Sin my friend is “falling short of the glory of God.” Religion in America may have become no more than a postmodern means of averting that awareness. Could the stirring of radical Islam, the resulting beheadings, the recent Kenyan murders be the result of another religion’s attempt to lay the sins of their humanity on the scapegoat of Christianity? Its enraged perpetrators seem always to shout, “God is Great!”

Is this in fact the common need among all humanity? Are all other conversations, and the more politically acceptable discussions, such as racism, poverty, sexuality, even religious plurality, mere distractions from our real need? Not to cast blame on any one religion, for all practitioners mean well in their own minds.  Yet, but when all mankind was provided with a visitation from the God of all people, one willing to become the sacrifice, He was ironically rejected.

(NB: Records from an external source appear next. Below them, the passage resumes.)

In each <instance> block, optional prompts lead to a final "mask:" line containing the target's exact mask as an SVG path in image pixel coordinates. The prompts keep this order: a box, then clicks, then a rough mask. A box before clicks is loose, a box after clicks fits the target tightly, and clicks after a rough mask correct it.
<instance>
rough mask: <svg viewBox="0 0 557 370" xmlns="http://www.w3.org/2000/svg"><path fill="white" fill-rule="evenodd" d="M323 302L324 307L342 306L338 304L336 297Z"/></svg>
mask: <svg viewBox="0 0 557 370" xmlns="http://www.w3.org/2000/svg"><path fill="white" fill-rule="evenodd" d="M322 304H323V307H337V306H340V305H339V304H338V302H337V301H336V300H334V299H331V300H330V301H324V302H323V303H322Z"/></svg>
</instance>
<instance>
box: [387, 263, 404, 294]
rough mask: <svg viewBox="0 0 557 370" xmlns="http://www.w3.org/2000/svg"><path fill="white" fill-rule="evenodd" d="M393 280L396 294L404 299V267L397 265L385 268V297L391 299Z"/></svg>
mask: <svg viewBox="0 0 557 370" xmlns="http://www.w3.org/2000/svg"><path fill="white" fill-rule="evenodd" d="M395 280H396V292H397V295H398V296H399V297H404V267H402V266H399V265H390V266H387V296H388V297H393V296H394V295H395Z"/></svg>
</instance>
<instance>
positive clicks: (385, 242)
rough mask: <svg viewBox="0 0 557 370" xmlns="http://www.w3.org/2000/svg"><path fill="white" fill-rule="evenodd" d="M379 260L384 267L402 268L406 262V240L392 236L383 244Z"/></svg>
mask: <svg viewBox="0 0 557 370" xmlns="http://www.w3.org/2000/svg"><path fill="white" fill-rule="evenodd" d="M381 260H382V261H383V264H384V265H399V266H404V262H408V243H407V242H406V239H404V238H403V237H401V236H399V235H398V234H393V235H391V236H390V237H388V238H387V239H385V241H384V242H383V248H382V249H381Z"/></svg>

Still yet in that irony, He so beautifully became the scapegoat mankind has been searching for even until this day. Who else has lived the life that so many during this “holiday season” desire to emulate, even if unspoken.

“Let not the picture vanish until you have rejoiced in your own deliverance, and adored the loving Redeemer upon whom your iniquities were laid.”- Spurgeon

And for those who find it difficult to believe, some of the last words of Jesus: “Father forgive them, for they know not what they do.”